As Sibilas, feiticeiras capazes de prever o futuro, viviam na antiga Roma. Um belo dia, uma delas apareceu no palácio do imperador Tibério com nove livros; disse que ali estava o futuro do Império,
e pediu dez talentos de ouro pelos textos.
Tibério achou caríssimo e não quis comprar.
A sibila saiu, queimou três livros, e voltou com os seis restantes. "São dez talentos de ouro", disse. Tibério riu, e mandou-a embora; como tinha coragem de vender seis livros pelo mesmo preço de nove?
A sibila queimou mais três livros e voltou para Tibério com os únicos três volumes que restavam:
"custam os mesmos dez talentos de ouro".
Intrigado, Tibério terminou comprando os três volumes, e só pode ler uma pequena parte do futuro.

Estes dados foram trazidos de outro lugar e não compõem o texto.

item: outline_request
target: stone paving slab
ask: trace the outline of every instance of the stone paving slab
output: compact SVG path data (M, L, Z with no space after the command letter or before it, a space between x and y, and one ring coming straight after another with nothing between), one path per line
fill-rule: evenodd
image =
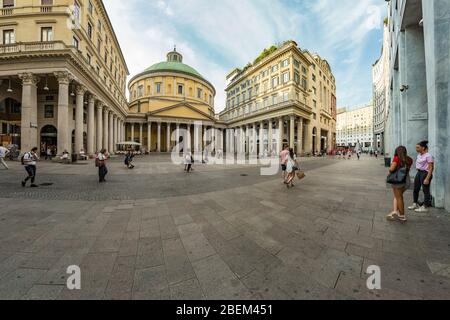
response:
M54 185L36 190L17 185L18 164L1 171L0 298L450 298L449 213L386 221L381 161L302 160L290 190L253 165L136 165L112 161L99 185L89 164L39 163ZM65 286L69 265L80 291ZM370 265L381 290L366 287Z

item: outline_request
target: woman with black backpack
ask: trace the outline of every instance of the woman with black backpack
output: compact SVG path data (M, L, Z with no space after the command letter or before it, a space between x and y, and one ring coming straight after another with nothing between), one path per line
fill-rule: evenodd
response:
M407 221L403 194L411 186L409 170L413 162L413 159L408 156L408 151L404 146L400 146L395 150L394 160L389 168L387 178L387 183L392 186L392 192L394 193L394 211L386 217L389 221Z

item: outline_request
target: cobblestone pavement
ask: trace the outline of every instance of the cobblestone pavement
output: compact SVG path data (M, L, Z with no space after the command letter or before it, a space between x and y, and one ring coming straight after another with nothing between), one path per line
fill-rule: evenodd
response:
M167 160L112 161L102 185L91 162L39 163L38 189L0 170L0 299L450 298L450 216L387 222L381 160L307 160L291 190L257 166Z

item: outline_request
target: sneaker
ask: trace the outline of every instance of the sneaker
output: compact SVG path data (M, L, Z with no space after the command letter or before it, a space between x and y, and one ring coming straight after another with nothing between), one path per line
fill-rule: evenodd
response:
M430 211L430 210L428 210L428 208L427 207L425 207L425 206L421 206L420 208L417 208L416 210L414 210L415 212L418 212L418 213L426 213L426 212L428 212L428 211Z

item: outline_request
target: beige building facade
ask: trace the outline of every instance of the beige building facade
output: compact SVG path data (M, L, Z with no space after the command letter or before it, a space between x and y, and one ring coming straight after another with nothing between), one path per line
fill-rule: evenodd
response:
M215 118L216 90L198 71L183 63L181 53L167 54L134 76L129 83L130 103L126 139L150 152L192 150L208 143L214 149L224 125Z
M115 152L124 141L149 152L180 143L196 152L209 146L255 154L274 154L283 143L299 154L335 146L331 68L294 41L234 70L217 115L214 86L176 49L127 86L129 71L101 0L0 5L2 145L74 155Z
M1 143L78 154L124 137L127 65L102 1L2 0Z
M297 154L331 151L336 141L336 82L326 60L287 41L228 75L228 127L238 152Z

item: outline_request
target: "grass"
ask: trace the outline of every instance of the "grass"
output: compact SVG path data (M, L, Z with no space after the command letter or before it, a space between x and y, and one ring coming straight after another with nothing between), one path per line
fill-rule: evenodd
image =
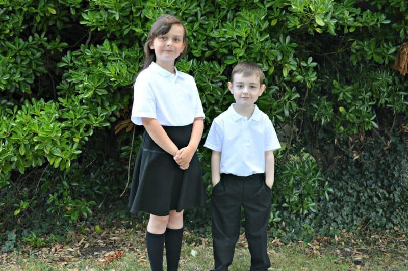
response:
M106 261L106 251L100 251L99 254L91 253L87 256L81 256L75 252L70 255L42 253L42 250L50 250L49 247L46 247L36 249L36 251L31 250L29 253L13 253L14 256L9 257L9 260L5 264L0 265L0 270L150 270L144 243L144 232L140 229L138 230L123 230L120 232L123 238L120 239L119 246L111 249L114 252L119 250L127 252L121 257L112 258L107 262ZM99 234L97 236L100 237L102 235ZM105 237L109 238L111 236L118 235L107 234ZM125 243L131 244L132 249L126 251L126 248L129 247L124 246ZM349 245L350 243L349 242ZM107 242L106 244L108 245ZM73 247L71 245L65 244L63 245L64 248ZM185 231L179 270L208 271L212 269L214 262L211 245L211 239L202 238L198 235ZM365 245L364 242L355 243L354 247L349 245L334 243L330 241L324 242L319 240L308 244L299 242L285 245L279 242L271 242L268 248L271 263L269 270L408 270L408 250L406 246L400 246L398 248L394 248L392 246L379 247L369 243ZM108 249L107 251L110 249L107 249L107 246L96 247L95 249ZM0 253L0 263L2 262L2 256L4 254ZM358 260L359 256L362 258ZM165 270L165 254L163 264ZM230 270L249 270L250 262L247 242L243 235L237 242L234 261Z
M138 248L139 250L139 248ZM269 250L271 267L269 270L408 270L408 262L394 261L392 258L375 255L365 262L364 266L356 265L351 259L342 259L329 251L319 256L305 250L301 245L271 247ZM150 270L145 255L145 249L141 245L140 250L129 252L122 257L112 260L105 269L141 270ZM372 256L373 255L372 255ZM165 258L164 260L165 266ZM209 270L213 268L212 248L208 245L191 246L184 245L182 248L179 270ZM66 263L53 262L50 259L40 259L32 255L10 265L0 266L1 270L104 270L103 261L100 259L79 259ZM249 253L247 248L237 246L234 259L230 270L249 270Z

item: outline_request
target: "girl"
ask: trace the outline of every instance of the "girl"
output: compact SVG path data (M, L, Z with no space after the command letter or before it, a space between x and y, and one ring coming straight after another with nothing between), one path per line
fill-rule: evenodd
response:
M131 186L131 212L149 213L146 243L151 269L177 270L184 209L202 205L204 186L196 150L204 112L192 76L175 63L185 54L187 30L165 14L151 26L145 64L134 85L132 121L145 130Z

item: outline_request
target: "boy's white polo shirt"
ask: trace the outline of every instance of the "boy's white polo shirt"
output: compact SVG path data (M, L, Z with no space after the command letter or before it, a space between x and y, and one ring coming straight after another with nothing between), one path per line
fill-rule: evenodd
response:
M142 125L142 117L173 126L191 124L195 118L204 118L194 78L174 70L175 75L152 62L139 74L133 88L131 117L135 124Z
M272 122L257 105L249 119L233 105L214 119L204 146L221 152L221 173L264 173L265 152L280 148Z

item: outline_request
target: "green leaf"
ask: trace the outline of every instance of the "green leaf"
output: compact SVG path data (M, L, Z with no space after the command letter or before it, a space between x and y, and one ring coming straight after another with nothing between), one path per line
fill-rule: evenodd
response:
M325 24L324 22L323 21L320 16L319 16L318 15L316 14L316 15L315 15L315 20L316 21L316 23L317 23L318 25L321 26L324 26Z
M49 6L47 6L47 9L48 9L48 11L52 14L57 14L57 11L52 7L50 7Z

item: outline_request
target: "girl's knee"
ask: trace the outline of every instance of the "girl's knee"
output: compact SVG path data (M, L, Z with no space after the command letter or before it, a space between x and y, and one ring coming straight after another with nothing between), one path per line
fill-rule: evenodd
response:
M147 231L156 234L164 233L168 224L169 216L159 216L150 214L147 224Z
M180 212L176 212L175 210L171 210L170 211L167 228L174 230L183 228L183 211Z

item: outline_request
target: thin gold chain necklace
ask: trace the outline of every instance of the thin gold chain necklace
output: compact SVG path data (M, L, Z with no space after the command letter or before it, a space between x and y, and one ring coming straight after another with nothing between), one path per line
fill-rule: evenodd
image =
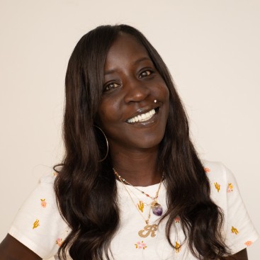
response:
M136 190L137 190L138 191L140 191L142 194L145 195L147 197L151 198L152 200L152 202L151 203L151 208L152 210L153 214L157 215L157 216L159 216L159 217L162 216L162 213L163 213L163 209L162 209L162 205L157 203L157 198L158 198L158 196L159 196L159 191L160 190L162 182L164 179L164 176L163 175L162 175L161 181L160 181L160 183L159 183L159 186L158 191L157 191L157 193L155 194L155 196L153 197L153 196L149 196L148 193L145 193L145 191L140 190L137 187L134 186L132 184L131 184L128 181L126 181L125 179L121 177L118 174L118 173L115 171L115 169L114 168L113 168L113 170L114 171L114 173L115 173L115 176L118 177L118 179L123 184L128 183L128 184L130 185L132 187L135 188ZM142 210L143 210L144 205L145 205L145 203L141 200L140 200L138 208L139 208L139 210L141 210L142 212L143 211Z
M125 191L127 191L127 193L128 193L132 203L134 204L135 205L135 208L136 208L136 209L137 210L138 213L140 214L140 215L142 216L142 217L144 219L145 222L145 224L146 225L144 227L144 228L141 230L140 230L138 232L138 235L140 237L148 237L149 235L151 235L152 237L155 237L155 232L157 230L157 224L153 224L153 225L149 225L149 219L150 219L150 217L151 217L151 209L152 209L153 210L153 213L154 213L154 210L157 210L157 208L158 208L158 205L161 208L159 208L159 212L161 213L162 211L162 213L160 213L160 215L157 215L157 214L154 214L156 215L162 215L162 207L161 206L161 205L159 205L159 203L157 203L157 198L158 198L158 195L159 195L159 191L160 190L160 188L161 188L161 186L162 186L162 180L163 180L163 178L162 177L161 179L161 181L160 181L160 183L159 183L159 188L158 188L158 190L156 193L156 195L155 195L155 197L152 197L152 196L149 196L149 198L154 198L153 199L153 202L151 203L150 205L150 208L149 209L149 213L148 213L148 216L147 216L147 218L145 219L145 217L143 216L143 215L141 213L141 212L140 211L140 207L138 206L138 208L135 205L135 203L133 200L133 198L132 198L130 192L128 191L128 188L126 187L126 185L125 184L125 183L127 183L125 182L125 181L123 181L123 179L118 174L118 172L115 170L115 169L113 169L113 171L114 171L114 173L115 174L115 176L118 177L118 179L119 179L119 181L122 183L122 184L123 185ZM130 184L130 186L132 186L132 187L135 187L134 186L132 186L132 184ZM142 191L141 191L142 192ZM145 193L143 193L143 194L145 194ZM141 203L142 201L140 200L140 203ZM142 210L141 210L142 212Z

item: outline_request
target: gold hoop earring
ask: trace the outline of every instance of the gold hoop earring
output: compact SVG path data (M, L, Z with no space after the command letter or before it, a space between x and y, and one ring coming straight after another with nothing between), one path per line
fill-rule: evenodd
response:
M108 157L108 149L109 149L109 146L108 146L108 138L106 138L106 136L105 135L105 133L103 132L102 129L101 128L99 128L98 126L96 125L94 125L94 126L98 129L100 130L100 131L102 132L103 135L104 136L105 139L106 139L106 155L105 157L101 159L101 160L99 160L99 162L103 162L104 161L106 157Z

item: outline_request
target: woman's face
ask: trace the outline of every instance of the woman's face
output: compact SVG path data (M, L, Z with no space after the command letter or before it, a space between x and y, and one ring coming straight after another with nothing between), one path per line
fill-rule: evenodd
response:
M120 34L106 57L98 112L113 151L158 146L169 107L167 86L146 49L133 36Z

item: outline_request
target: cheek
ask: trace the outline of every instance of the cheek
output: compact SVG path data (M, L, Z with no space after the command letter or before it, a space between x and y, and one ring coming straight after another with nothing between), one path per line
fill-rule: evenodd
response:
M106 127L120 118L119 105L115 101L102 101L98 107L98 118L101 126Z

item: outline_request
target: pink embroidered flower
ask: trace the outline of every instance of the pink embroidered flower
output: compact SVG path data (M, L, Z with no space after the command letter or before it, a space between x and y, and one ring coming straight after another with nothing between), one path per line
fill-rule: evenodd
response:
M210 169L208 168L208 167L205 167L204 171L205 171L205 172L206 172L208 174L210 171Z
M40 205L41 205L43 208L46 208L47 203L46 203L45 199L45 198L41 198L41 199L40 199Z
M175 223L179 223L180 222L180 218L179 217L176 217L174 218Z
M251 246L251 244L253 244L253 242L251 241L247 241L244 244L247 246L247 247L249 247Z
M56 244L57 244L59 247L60 247L60 246L62 245L62 242L63 242L63 240L62 240L62 238L58 238L58 239L56 240Z
M143 241L140 242L138 241L136 244L135 244L135 248L138 249L145 249L147 247L146 244L144 243Z

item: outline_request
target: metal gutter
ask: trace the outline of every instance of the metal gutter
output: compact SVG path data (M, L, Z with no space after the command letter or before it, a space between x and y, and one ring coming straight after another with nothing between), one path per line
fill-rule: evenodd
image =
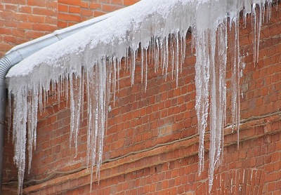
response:
M4 141L6 126L5 112L7 98L6 75L8 72L12 67L37 51L103 21L114 15L118 11L107 13L63 29L56 30L52 34L15 46L0 59L0 195L2 194Z

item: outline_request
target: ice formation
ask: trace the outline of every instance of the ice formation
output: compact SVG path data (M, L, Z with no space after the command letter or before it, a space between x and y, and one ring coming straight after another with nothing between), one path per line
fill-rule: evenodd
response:
M204 168L204 140L209 119L211 189L215 165L220 161L223 152L227 51L230 49L233 54L228 59L231 61L233 72L232 117L233 126L238 128L240 13L243 11L244 18L249 13L251 15L256 62L261 22L266 8L267 13L270 12L271 1L143 0L118 12L114 17L38 51L13 67L7 75L7 83L10 102L11 97L14 98L13 135L14 161L18 168L19 193L22 191L25 168L25 137L27 133L30 169L32 147L36 146L37 111L44 107L50 83L53 93L58 91L58 98L62 95L60 91L65 91L64 95L70 97L70 140L73 140L76 148L83 112L84 83L86 83L87 162L92 173L94 166L97 167L96 173L99 173L107 106L110 93L113 92L115 95L118 88L122 59L125 58L126 67L131 71L132 84L138 49L140 50L141 79L145 81L145 88L148 60L150 58L155 69L162 69L164 75L168 73L168 67L171 66L177 82L185 53L185 39L190 27L197 57L195 109L200 134L199 172ZM228 28L234 34L234 39L228 39ZM230 41L233 42L228 48L228 42ZM111 83L112 91L110 91Z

Quando terminei de contar a história, me dei conta que estávamos passando por Ciudad Rodrigo, na fronteira de Espanha com Portugal.
Quatro anos antes, um livro me havia sido oferecido, e eu não comprei.
- Vamos parar. Creio que o fato de ter me lembrado dos livros Sibilinos, foi um sinal para corrigir um erro do passado.
Na primeira viagem de divulgação de meus livros
na Europa, resolvera almoçar naquela cidade.
Depois, fui visitar a catedral e encontrei um padre. "Veja como o sol da tarde faz tudo mais bonito aqui dentro", disse ele. Gostei do comentário, conversamos um pouco, e ele me guiou pelos altares, claustros, jardins interiores do templo. No final, ofereceu-me um livro que havia escrito sobre a igreja; mas eu não quis comprar. Quando saí, senti-me culpado; sou escritor, e estava na Europa tentando vender meu trabalho. Por que não comprar o livro do padre, por solidariedade? Mas esqueci o episódio. Até aquele momento.
Parei o carro; Mônica e eu nos encaminhamos à praça em frente à igreja, onde uma mulher olhava o céu.
- Boa tarde... Vim aqui encontrar um padre que escreveu
um livro sobre esta igreja.
- O padre, que se chamava Stanislau, morreu faz um ano
- respondeu ela.
Senti uma imensa tristeza. Por que eu não tinha dado ao padre Stanislau a mesma alegria que eu sentia quando via alguém
com um dos meus livros?
- Foi um dos homens mais bondosos que conheci – continuou a mulher. - Vinha de uma família humilde, mas chegou a tornar-se um especialista em arqueologia; ajudou a conseguir para meu filho uma bolsa no colégio.
Contei a ela o que fazia ali.
- Não se culpe à toa, meu filho - disse.
– Vá visitar de novo a catedral.
Achei que era um sinal, e fiz o que ela mandava. Havia apenas um padre num confessionário, esperando os fiéis que não vinham. Dirigi-me a ele; o padre fez sinal que me ajoelhasse, mas eu o interrompi.
- Não quero me confessar... Vim apenas comprar um livro sobre esta igreja, escrito por um homem chamado Stanislau.
Os olhos do padre brilharam.
Ele saiu do confessionário e voltou minutos depois com um exemplar.
- Que alegria você ter vindo só por isso! - disse. - Sou irmão do padre Stanislau, e isto me enche de orgulho! Ele deve estar no céu, contente por ver que seu trabalho tem importância!
Com tantos padres ali, eu tinha encontrado justamente o irmão de Stanislau. Paguei o livro, agradeci, ele me abraçou.
Quando eu já ia saindo, escutei sua voz:
- Veja como o sol da tarde faz tudo mais
bonito aqui dentro! - disse.
Eram as mesmas palavras que o padre Stanislau
me dissera quatro anos antes.
Sempre há uma segunda chance na vida.